Of course, just like being a good parent to a teenager, building a bidirectional relationship with physicians is hard. It takes work. Doing it successfully forces us to challenge every preconceived notion about the needs of our audience that we’ve developed over years in this business – and every preconceived notion that our clients have developed, too. There are many forces pushing us in the other direction – the force of tradition, the force of “It’s too difficult/costs too much money,” the force of our clients wanting answers that conform to their own preconceptions, of them wanting to pour out every drop of clinical data that they have so painstakingly collected.

But building bidirectional relationships works. How do we know? Because we’ve done it. Remember that speaker program fantasy we described earlier, with the iPads, question submission, live polling, and the rest? It’s no fantasy. We’ve done it. The rates of engagement, we found, were nearly three times higher than with more traditional programs. Event participants averaged an impressive 4 minutes 40 seconds of engagement time on the iPad – when is the last time that any marketing asset you’ve sent out into the world had that average level of interaction time?
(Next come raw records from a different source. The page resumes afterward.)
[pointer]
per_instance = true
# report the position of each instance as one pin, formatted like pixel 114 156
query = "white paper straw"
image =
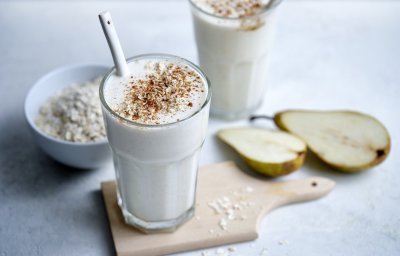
pixel 114 44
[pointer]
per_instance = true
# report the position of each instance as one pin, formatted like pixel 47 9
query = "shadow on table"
pixel 101 221
pixel 29 176
pixel 27 171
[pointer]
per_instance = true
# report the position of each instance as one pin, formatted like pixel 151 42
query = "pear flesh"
pixel 272 153
pixel 349 141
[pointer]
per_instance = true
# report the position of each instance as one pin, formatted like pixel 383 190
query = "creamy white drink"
pixel 156 121
pixel 233 40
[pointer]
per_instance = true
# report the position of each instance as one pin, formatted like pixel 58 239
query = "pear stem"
pixel 252 118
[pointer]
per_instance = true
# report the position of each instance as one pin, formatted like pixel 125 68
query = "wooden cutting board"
pixel 243 201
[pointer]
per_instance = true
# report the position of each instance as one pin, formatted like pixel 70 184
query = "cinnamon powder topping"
pixel 165 90
pixel 235 8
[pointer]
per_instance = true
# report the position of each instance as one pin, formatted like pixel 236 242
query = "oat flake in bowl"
pixel 69 128
pixel 74 113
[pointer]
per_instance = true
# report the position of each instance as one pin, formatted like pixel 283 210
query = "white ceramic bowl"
pixel 81 155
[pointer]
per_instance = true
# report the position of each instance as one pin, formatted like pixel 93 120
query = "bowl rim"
pixel 55 72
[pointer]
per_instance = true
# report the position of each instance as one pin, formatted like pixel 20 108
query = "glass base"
pixel 233 115
pixel 156 226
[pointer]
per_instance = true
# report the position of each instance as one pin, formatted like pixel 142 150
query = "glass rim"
pixel 267 8
pixel 162 56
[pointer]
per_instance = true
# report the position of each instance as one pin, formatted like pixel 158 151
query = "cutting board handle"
pixel 299 190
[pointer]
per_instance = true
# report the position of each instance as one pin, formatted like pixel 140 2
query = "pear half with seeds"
pixel 349 141
pixel 272 153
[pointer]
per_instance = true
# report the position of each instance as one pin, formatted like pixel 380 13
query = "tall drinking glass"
pixel 233 52
pixel 155 164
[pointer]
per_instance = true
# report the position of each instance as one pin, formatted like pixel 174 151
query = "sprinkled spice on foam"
pixel 235 8
pixel 166 90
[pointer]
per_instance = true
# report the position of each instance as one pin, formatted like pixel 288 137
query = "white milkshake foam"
pixel 233 40
pixel 156 123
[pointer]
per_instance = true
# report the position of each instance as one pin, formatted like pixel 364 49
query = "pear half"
pixel 272 153
pixel 349 141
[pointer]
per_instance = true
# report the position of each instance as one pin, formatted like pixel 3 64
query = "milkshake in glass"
pixel 233 41
pixel 156 121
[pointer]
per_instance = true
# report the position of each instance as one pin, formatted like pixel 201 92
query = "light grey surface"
pixel 331 55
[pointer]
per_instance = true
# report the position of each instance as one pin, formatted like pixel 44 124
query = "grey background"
pixel 330 55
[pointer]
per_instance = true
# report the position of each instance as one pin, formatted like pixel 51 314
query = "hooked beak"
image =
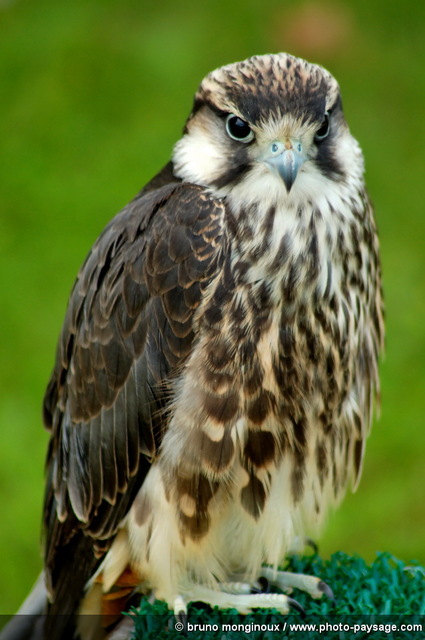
pixel 286 158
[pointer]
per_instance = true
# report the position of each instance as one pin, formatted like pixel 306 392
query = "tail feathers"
pixel 28 622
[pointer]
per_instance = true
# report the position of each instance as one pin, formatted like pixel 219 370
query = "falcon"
pixel 217 367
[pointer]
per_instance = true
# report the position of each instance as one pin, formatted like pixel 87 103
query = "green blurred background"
pixel 93 94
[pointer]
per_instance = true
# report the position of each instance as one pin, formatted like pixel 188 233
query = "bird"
pixel 217 370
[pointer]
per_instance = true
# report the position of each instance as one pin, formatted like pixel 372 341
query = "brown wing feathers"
pixel 128 329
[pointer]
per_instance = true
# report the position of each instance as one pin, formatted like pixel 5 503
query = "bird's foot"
pixel 287 581
pixel 238 596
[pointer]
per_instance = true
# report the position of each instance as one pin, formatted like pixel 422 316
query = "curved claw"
pixel 294 604
pixel 310 543
pixel 262 585
pixel 326 590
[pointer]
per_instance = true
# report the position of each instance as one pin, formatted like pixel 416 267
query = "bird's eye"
pixel 238 129
pixel 323 130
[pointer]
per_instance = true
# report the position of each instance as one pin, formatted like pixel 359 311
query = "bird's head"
pixel 272 125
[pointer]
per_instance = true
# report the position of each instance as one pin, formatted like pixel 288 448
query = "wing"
pixel 127 332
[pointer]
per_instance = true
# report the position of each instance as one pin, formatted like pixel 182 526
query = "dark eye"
pixel 238 129
pixel 323 130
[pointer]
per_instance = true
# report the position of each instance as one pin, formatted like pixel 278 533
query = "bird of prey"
pixel 217 367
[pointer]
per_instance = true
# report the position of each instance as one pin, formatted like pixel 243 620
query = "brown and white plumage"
pixel 216 370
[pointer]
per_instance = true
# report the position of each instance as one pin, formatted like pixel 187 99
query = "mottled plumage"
pixel 217 366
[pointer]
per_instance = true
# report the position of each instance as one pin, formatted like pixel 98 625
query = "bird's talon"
pixel 262 585
pixel 326 590
pixel 294 604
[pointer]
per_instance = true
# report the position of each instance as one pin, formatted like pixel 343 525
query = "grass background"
pixel 93 94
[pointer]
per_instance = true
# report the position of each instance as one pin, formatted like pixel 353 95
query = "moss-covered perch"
pixel 386 592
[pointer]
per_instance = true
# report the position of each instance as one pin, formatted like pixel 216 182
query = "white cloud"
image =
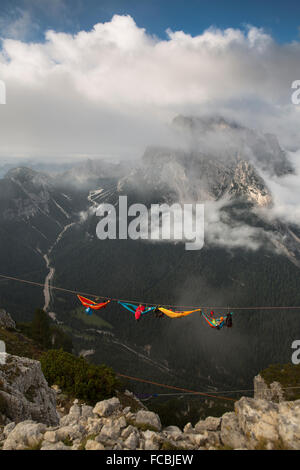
pixel 114 89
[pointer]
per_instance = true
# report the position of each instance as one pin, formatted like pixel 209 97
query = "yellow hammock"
pixel 172 314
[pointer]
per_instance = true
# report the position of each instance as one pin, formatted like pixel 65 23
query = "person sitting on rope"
pixel 158 313
pixel 139 311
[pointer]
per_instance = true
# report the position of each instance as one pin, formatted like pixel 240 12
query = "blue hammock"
pixel 132 308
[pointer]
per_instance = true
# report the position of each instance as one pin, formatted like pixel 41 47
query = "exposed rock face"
pixel 255 424
pixel 5 320
pixel 24 392
pixel 274 392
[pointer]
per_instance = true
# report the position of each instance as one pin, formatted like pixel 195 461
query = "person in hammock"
pixel 228 320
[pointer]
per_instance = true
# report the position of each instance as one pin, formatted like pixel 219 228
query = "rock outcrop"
pixel 24 393
pixel 255 424
pixel 274 392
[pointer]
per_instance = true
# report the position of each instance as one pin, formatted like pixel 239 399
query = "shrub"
pixel 77 378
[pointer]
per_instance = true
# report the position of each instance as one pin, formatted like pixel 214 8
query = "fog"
pixel 115 89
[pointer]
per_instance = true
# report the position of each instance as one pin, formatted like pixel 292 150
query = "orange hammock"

One in eight participants ordered patient support materials through the virtual vending machine – about one piece was ordered every four minutes. And every single participant – one hundred percent – elected to have a followup contact with a representative. Impressive as all that may be, none of that data captures the immense value of the feedback loop that our little experiment created, the nuggets of information we were able to gather about the actual needs and wants of our physician audience to make the next speaker program that much more effective. None of this was cheap or easy – running off a few dozen binders full of clinical data would have been lots easier – but now our client’s brand knows a little bit more about the physicians that prescribe it, those physicians feel a little bit more like a community of the brand, and the whole brand team has taken the first step towards a habit of active asking and listening and responding, which will pay considerable dividends down the line.

We aren’t claiming to have discovered some sort of magical insight here. Plenty of marketers in other industries figured out long ago that customers who feel like their voices are heard, who feel like participants in the brand rather than just targets, are happy customers. In the past we as an industry have been able to skate by without listening too carefully because of the monopoly we had on information and, well, “That’s the way it’s done.” But not anymore. Today we have tools at hand that can help us invite physicians into the brand as never before. We need to use them. Physicians have grown up. We need to grow up too.